Turkish armored vehicle

The BMC Amazon is a mine-resistant ambush protected vehicle (MRAP) manufactured and designed by BMC Otomotiv for use in the Turkish Armed Forces, though it has also seen usage in neighboring and regional countries as well.

== Design ==
The BMC Amazon base model uses a unibody design with a V-shaped hull for its underbody, and is equipped with an automatic fire extinguisher system, run-flat tires, rear-view cameras, alongside dimming and camouflage lighting features. The base model BMC Amazon also has a capacity of seven passengers, and according to BMC, 'meets STANAG 4569 protection levels', though a specific description was not stated.

== Variants ==

=== BMC Amazon Ottonom (4x4) ===
The Ottonom variant of the BMC Amazon, in addition to features already included in the base model, is also capable of maneuvering through rough terrain alongside being equipped with a drone.
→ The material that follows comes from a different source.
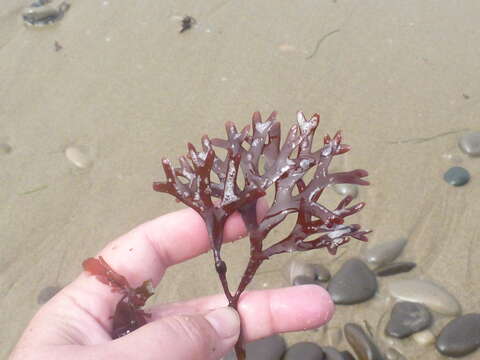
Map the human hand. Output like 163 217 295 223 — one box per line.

=== BMC Amazon 4x4 RCS ===
The BMC Amazon RCS is a remote-controllable variant of the BMC Amazon, specifically used for 'residential and asymmetric battlefields'.

== Operators ==

=== State users ===
- SYR - operated by various branches of the Syrian Armed Forces under the command of the Syrian transitional government. First seen in use in large quantities during clashes with the Syrian Democratic Forces.
- TUR - In use with Turkish Land Forces and Police Special Operations Department.
- TKM - Variants equipped with Aselsan Dual SARP remote controlled weapon station were spotted in use with the State Border Service of Turkmenistan in 2018.
- QAT - 35 units purchased in 2018 for Qatari Emiri Land Force.

=== Non-state users ===
- - Donated by Turkey in 2023, operated by local Police Special Operations teams.